Boden: Sie ist anspruchslos und gedeiht in normaler, mäßig trockener bis frischer Gartenerde.
Pflanzzeit: Setze die Staude idealerweise von März bis Mai oder im Herbst zwischen September und November, solange der Boden offen ist.
Wasser: In der Anwachsphase ist regelmäßiges Gießen wichtig, danach ist sie sehr robust.
Pflege: Ein Rückschnitt sollte erst im Frühjahr erfolgen, damit die Stängel im Winter Schutz bieten.
Vermehrung: Der Wurzelstock kann im zeitigen Frühjahr zur Verjüngung geteilt werden.

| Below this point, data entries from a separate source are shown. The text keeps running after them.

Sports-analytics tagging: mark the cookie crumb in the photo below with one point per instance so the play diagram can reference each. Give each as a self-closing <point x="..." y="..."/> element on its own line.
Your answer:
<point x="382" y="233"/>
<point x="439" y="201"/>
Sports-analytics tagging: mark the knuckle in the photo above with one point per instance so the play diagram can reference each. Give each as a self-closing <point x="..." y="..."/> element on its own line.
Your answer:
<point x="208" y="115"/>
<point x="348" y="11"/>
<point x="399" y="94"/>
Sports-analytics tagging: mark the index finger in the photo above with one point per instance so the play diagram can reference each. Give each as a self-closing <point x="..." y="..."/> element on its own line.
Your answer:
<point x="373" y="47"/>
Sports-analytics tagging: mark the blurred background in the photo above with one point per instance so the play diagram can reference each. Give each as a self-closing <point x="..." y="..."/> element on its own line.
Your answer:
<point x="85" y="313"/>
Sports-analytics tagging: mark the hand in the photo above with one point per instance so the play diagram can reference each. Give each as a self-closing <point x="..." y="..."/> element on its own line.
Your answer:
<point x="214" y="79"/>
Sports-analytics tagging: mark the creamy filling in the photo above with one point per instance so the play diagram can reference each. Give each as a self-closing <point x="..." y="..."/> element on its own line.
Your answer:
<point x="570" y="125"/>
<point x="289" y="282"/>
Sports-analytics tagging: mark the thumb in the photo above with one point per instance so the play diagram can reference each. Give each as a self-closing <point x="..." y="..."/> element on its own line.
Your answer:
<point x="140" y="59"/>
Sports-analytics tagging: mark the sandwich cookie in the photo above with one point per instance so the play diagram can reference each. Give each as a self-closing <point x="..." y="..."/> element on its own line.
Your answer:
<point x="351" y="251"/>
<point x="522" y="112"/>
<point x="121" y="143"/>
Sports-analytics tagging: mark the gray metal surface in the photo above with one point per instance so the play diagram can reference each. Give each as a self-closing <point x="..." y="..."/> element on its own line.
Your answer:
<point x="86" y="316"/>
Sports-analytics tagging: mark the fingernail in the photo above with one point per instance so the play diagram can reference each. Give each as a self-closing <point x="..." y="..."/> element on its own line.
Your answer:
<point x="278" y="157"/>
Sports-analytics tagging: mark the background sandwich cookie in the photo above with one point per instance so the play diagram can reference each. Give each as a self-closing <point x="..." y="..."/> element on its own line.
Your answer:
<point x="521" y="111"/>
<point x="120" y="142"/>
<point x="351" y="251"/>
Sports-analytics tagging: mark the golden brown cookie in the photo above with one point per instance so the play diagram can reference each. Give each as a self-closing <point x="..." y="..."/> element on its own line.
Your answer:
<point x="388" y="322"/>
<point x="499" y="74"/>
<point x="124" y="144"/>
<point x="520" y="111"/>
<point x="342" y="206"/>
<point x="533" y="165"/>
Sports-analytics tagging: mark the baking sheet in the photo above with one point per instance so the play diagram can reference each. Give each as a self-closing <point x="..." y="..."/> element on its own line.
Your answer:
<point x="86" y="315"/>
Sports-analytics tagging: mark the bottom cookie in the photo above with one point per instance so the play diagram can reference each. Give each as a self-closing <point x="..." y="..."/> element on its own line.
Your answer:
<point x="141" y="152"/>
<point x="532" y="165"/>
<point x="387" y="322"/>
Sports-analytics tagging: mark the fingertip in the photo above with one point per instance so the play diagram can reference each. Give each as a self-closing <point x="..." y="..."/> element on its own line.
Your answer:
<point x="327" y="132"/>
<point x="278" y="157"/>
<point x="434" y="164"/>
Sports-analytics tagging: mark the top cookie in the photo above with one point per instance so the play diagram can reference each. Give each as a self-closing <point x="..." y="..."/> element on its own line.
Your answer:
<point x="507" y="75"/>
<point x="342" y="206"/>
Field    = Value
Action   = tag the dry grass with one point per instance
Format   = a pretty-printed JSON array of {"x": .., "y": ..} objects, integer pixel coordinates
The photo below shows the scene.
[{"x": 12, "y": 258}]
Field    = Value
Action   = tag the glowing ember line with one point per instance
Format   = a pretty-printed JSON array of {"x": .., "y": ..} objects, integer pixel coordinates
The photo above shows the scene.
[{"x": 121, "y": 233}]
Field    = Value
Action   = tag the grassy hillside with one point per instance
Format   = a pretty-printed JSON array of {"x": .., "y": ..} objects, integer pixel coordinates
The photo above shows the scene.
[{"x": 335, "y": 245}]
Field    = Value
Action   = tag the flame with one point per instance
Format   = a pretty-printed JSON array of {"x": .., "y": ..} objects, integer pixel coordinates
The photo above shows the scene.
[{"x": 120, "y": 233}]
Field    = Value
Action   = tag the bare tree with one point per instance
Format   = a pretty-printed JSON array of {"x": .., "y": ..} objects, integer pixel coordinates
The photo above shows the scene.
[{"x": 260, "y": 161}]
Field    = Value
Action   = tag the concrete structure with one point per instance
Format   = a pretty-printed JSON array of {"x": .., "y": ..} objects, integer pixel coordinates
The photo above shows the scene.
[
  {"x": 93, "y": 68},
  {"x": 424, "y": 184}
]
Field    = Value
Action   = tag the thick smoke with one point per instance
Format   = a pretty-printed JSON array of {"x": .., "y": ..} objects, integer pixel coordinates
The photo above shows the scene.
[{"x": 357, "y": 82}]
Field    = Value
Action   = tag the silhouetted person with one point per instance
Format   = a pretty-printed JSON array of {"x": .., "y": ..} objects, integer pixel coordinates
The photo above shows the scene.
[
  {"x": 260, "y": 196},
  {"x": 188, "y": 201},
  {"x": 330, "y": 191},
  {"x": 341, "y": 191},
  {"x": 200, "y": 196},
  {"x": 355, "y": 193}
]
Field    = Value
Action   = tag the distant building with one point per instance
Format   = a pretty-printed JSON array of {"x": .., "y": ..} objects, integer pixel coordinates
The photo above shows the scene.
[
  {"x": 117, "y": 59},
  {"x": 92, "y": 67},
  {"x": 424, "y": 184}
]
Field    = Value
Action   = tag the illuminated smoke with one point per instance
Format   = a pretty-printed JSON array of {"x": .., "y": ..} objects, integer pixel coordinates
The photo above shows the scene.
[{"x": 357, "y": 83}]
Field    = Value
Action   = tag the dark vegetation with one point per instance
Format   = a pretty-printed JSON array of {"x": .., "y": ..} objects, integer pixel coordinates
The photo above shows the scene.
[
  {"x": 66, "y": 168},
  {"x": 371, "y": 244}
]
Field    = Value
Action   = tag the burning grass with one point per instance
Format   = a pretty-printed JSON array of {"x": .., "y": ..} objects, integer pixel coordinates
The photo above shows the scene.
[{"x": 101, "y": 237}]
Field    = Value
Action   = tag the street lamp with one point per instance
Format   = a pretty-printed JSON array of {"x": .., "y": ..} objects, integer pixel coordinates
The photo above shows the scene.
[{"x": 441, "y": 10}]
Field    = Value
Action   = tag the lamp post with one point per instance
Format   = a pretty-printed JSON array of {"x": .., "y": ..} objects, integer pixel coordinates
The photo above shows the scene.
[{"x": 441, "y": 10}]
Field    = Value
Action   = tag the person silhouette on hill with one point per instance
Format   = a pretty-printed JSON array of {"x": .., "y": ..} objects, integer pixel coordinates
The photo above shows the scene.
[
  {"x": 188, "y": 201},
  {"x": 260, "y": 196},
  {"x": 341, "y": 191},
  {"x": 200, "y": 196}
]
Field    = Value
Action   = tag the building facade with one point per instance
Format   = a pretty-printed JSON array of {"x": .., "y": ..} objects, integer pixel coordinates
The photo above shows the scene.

Kombinationsempfehlung: Eine gute Partnerin ist die Schafgarbe (Achillea millefolium). Beide teilen ähnliche Standortansprüche und ergänzen sich in ihrer Blütezeit sowie ihrer robusten Natur hervorragend für ein stabiles Beetgefüge.
Diese Pflanze gehört zur Familie der Korbblütler (Asteraceae) und ist eine natürliche Kreuzung, die in der Region in Österreich vorkommt. Ihr typischer Lebensraum sind Waldränder, Lichtungen und mäßig trockene Magerwiesen. Morphologisch zeichnet sie sich durch einen aufrechten Wuchs und wechselständige (versetzt am Stängel angeordnete), lanzettliche Blätter aus. Die gelben Blütenköpfchen sind in einseitswendigen Rispen (verzweigten Blütenständen) angeordnet. Als Hybride vereint sie die Wuchskraft der kanadischen Goldrute mit der Standorttreue der heimischen gewöhnlichen Goldrute.
•GBIF Backbone Taxonomy — GBIF Secretariat (2024), DOI: 10.15468/39omei (CC BY 4.0)
•Global Spectrum — Díaz et al. (2016), DOI: 10.1038/nature16489 (CC BY)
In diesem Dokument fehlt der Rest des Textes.